Wie man es von John Katzenbach gewohnt ist, lässt sich das Buch flüssig lesen. Die Dialoge hat er recht dramatisch gestaltet, das wirkt zuweilen nicht so authentisch, wie man es aus seinen anderen Romanen kennt. Der ständige Perspektivwechsel macht die Lektüre dagegen reizvoller, der Leser begleitet auch den Mörder bei dessen unheilvollen Aktivitäten. Motiv und Zielsetzung des Killers sind daher schnell zu verstehen, und man hat gegenüber den Protagonisten einen großen Informationsvorsprung. Stark sind auf jeden Fall die wichtigen Charaktere des Romans. Timothy hat ein wirklich tiefgreifendes Alkohol-Problem. Der gewaltsame Tod seines Onkels, der seine wichtigste Bezugsperson und Stütze im Kampf gegen die Sucht war, lässt Moth in ein dermaßen tiefes Loch fallen, dass man sich kaum vorstellen kann, wie er da wieder heraus kommt. Der junge Mann ist eigensinnig, intelligent – und versteht es, sich die richtigen Verbündeten zu suchen. Eine zentrale Aktion für den weiteren Verlauf ist seine Kontaktaufnahme mit seiner Ex-Freundin.
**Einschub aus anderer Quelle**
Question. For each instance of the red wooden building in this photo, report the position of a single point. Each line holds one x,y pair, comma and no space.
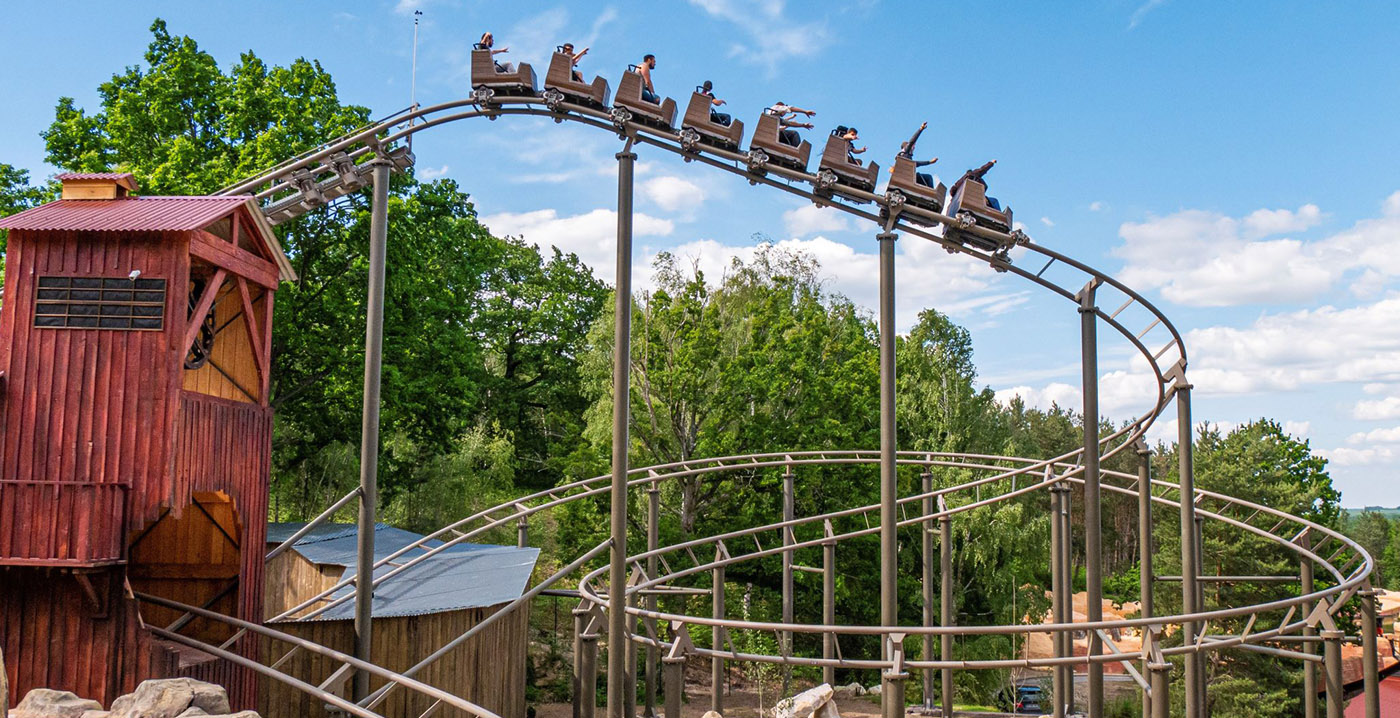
135,431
Selbsthilfegruppe ist unverzichtbar

Andrea – woher der Spitzname "Andy Candy" kommt, wird nicht erläutert – zweifelt anfangs an Moth und seinen Absichten, aber die beiden raufen sich zu einem starken Team zusammen, und ergänzen sich bei der Suche nach dem Mörder in hervorragender Weise. Andrea bestärkt Timothy schließlich in seinen Absichten, und unterstützt ihn nicht nur moralisch. Neben seiner (Ex-)Freundin ist vor allem die Selbsthilfegruppe in der Kirche von zentraler Bedeutung für Moth, die ich hier mal als weiteren Protagonisten bezeichnen möchte. Katzenbach schildert mehr als eindrücklich, wie sich die Gespräche in einer solchen Gruppe auf Handeln und Nichthandeln eines Abhängigen auswirken können. Neben dieser direkten Auswirkung ist die Gruppe in einer weiteren Hinsicht unverzichtbar, denn dort hat Moth die junge Staatsanwältin Susan Terry kennengelernt. Sie ist drogenabhängig – und wird für Moth und Andrea nach vielen Zweifeln und langem Zögern zur wichtigen Helferin bei der Suche nach dem Killer.

Guter Plot und interessante Protagonisten

Der Psychiater fällt gegenüber den bisherigen Romanen von John Katzenbach etwas ab, weil er stellenweise ungewohnt langatmig ist. Der Autor hat schon immer Romane in dieser Länge geschrieben, aber sie waren in der Regel kurzweiliger als das neue Buch. Hier wären 100 Seiten weniger angebracht gewesen – der Spannung hätte das keinen Abbruch getan. Die eine oder andere Wiederholung der Gefühlslage könnte gestrichen werden, und manches müsste nicht so umständlich ausgewalzt werden. Der gute Plot und die interessanten Protagonisten machen dieses Manko zwar weitgehend wett, aber aus einem guten hätte ein sehr guter Roman werden können. Insgesamt ist es dennoch ein spannendes und unterhaltsames Buch – gemessen an den Vorgängern jedoch nur "zweite Reihe".